36 Part 3

13 2 0
                                    

Merhaba arkadaşlar bu son part
Böyle daha iyi oldu. Çünkü uzun bölümü bir bölüme sığdırmak hiç mantıklı değildi.
Değil mi?
Neyse iyi okumalar:)

Yazardan anlatım:

Savaş, planını yapmıştı. Her şey açıktı. Sahte bir nişan ve bam! Her şey bitecekti. Bundan sonra her şey değişecekti onlar için.

Savaş o geceden sonra tekrar babasının yaşadığı eve gelmişti. Babasının yanında bir iki gün kalacağını söylemişti. Babası gerek yok demesine rağmen kalmak istemişti.

Sabah olduğunda kahvaltı etmek için erken kalkmışlardı. Savaş'ın babasının durumu iyidi ve buna şükür ediyordu. Onu tıpkı annesi gibi kaybederse ne yapardı ki?

Savaş aslında Ayçin gibi güçlü yanını gösteriyordu dışarıya ama bazı zaafları onu güçsüz etmişti. Ayçin gibi saklamayı becerememiş ve bu onun başına bela olmuştu. En başta Ayçin'e olan zaafı onu hiç istemediği oyunlar,planlar kurmasına neden olmuştu.

Kahvaltı ederken Savaş düşünceli gözüküyordu. Bu durum babasının gözünden kaçmış değildi. Aptal değildi Hakan Bey, aslında o da ta en başından görmüştü ama görmezden geliyordu. Peki neden böyle davranmıştı? Neden oğlu ile ortağının,bir zamanlar yakın arkadaşının kızıyla ilişkisini görmezden geliyordu? Her şey apaçık ortadaydı ama bunu görmezden gelmek onlar için ve oğlu için en iyisiydi.

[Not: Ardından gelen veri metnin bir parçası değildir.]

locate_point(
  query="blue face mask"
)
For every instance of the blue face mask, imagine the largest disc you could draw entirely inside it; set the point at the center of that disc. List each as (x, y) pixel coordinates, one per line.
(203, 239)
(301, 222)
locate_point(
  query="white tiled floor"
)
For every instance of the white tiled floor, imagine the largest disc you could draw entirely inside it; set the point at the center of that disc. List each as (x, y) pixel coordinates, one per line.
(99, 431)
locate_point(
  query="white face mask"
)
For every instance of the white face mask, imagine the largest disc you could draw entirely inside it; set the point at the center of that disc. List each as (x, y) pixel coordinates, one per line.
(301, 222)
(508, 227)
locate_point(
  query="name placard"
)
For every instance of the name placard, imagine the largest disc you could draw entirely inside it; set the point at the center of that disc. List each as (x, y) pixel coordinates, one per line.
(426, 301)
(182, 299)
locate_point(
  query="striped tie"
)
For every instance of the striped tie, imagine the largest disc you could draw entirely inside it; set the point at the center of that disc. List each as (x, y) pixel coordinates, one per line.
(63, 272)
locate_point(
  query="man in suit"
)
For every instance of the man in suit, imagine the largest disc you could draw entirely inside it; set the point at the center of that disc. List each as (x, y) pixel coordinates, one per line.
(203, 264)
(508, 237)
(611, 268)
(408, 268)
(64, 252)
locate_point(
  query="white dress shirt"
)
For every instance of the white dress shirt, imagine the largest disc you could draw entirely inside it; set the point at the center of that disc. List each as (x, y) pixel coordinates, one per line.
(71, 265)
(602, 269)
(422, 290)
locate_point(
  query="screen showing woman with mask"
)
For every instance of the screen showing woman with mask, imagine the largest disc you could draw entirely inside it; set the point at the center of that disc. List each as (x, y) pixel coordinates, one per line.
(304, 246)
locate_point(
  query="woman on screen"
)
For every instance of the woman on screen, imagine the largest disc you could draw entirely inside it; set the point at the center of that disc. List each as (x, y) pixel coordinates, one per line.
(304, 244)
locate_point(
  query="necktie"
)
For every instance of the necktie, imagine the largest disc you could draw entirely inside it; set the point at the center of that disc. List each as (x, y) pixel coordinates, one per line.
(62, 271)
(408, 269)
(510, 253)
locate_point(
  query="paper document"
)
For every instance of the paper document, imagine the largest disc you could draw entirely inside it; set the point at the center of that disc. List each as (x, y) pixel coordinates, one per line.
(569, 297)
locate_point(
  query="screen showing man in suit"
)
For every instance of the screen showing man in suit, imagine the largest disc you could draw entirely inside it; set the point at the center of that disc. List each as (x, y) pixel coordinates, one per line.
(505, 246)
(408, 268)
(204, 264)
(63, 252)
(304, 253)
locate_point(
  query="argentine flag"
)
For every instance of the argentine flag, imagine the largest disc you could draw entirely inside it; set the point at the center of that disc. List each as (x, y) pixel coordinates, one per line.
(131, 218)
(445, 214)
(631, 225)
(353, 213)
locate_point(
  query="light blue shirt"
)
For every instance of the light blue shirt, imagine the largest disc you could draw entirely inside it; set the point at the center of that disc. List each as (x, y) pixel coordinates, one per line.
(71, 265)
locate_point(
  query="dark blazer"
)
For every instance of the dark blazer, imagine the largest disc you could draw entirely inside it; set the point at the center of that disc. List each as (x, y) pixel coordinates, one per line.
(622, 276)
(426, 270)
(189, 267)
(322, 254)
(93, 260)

Kemal yani arkadaşı bundan şüphe etse de arkadaşının zihnini kendi üslubu ile bozmaya, kandırmaya çalıştı. Kemal Bey yakın zamanda ilişkilerden haber olduğunu öğrenmişti ama gelipte Hakan Bey'e hesap sormamıştı. Çünkü Kemal Bey daha fazla tatsızlık çıkmasını istememişti. Zaten Arslan ile yaptığı planla kızını Savaş'tan ayırdığını düşünmüştü.
Bu yüzden daha fazla bu meselenin üstünü açmaya,aramaya gerek görmedi. Ne de olsa planları gerçekleşmiş kızını ondan kurtarmıştı. Yanlış düşünüyordu ilişkilerini ve asla kabul etmek istemiyordu. En başında onlar öğretmen öğrenci idi. Aralarında yaş farkı az çok vardı.

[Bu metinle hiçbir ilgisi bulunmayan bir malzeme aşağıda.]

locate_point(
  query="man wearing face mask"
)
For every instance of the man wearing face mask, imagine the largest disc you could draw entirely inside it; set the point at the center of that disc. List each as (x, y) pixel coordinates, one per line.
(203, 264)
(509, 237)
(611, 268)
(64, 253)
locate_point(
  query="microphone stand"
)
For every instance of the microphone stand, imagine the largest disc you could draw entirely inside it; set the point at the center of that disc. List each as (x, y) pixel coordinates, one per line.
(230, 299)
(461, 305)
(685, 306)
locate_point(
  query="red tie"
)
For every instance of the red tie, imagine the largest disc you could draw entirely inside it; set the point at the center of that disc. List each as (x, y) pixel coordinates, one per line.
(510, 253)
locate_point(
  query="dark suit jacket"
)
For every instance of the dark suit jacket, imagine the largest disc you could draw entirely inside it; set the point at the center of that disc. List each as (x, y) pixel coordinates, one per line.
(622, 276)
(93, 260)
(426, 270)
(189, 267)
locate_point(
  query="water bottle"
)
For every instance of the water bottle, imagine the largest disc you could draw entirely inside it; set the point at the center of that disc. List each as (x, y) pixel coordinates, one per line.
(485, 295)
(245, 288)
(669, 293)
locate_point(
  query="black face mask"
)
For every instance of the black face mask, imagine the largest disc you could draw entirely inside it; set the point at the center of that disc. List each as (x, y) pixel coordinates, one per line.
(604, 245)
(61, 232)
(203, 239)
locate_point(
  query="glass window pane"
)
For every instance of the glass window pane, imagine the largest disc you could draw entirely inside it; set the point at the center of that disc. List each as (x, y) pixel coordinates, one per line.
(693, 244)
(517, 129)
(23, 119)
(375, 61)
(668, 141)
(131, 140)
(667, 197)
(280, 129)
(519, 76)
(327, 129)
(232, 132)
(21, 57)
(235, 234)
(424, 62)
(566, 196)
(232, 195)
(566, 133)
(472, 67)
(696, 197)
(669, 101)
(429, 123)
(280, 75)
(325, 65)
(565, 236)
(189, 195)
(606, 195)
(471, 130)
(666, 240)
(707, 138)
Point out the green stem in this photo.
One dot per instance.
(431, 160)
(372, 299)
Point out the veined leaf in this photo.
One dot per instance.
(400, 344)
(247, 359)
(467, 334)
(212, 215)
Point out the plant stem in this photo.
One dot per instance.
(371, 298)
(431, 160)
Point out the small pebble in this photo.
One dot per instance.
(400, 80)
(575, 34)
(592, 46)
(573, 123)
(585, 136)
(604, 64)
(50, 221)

Ne var ki aşk,ne yaşı ne de bulunduğu konumu etkilemiyordu. Aşk öyle bir duyguydu ki yanlışı doğru olarak gösteriyordu. Onlar aşıktı. Kemal Bey'in tahmin edemeyeceği kadar birbirilerine aşık olmuştu. Ne ara bu kadar aşık olmuşlardı,onlar da bilmiyordu. Ama bundan emindiler, ayrı olsalar bile ruhları birbirine kenetlemişti. İşte bu yüzden tanrının yardımı ile er ya da geç kavuşacaktı.

Tabi bunu bilmeyen Kemal Bey kahvaltısında kızını göremeyince karısına bakmıştı.

"Menekşe, Ayçin nerede?" Diye sordu merakla. Oğlu Kaya kahvaltıdaydı ama öylesine kahvaltı ediyor gibi duruyordu. Kafasındaki düşünceleri, o an'a odaklanmasını zorlar gibiydi.

Karısı çatalını, kahvaltı tabağına yerleştirip ellerini masada birleştirdi. Gözlerini hayretle kocasına çevirmişti.

"Bilmiyorum,bu iki gün geldiği yok. Sabah mesaj atmıştı doğrusu. Burcu da kalacağını söylüyordu." Dediğinde Kemal Bey yavaşça kaş çattı.

"Hemen Ayçin'in arkadaşı Burcu'ya ulaşır mısın?" Diye ricada bulundu karısına. Karısı masada bulunan telefonu eline alıp Burcu'yu aradı. Arslan Kemal Bey'e haber vermemişti daha doğrusu kaybolmadığını arkadaşların yanında kaldığını söylemişti.

Bir saniye sonra telefon açıldığında Menekşe hanım nefesini verdiğinde gözlerini kocasına doğrutmuştu.

"Alo, Menekşe teyze nasılsın?" Dedi telefondaki Burcu.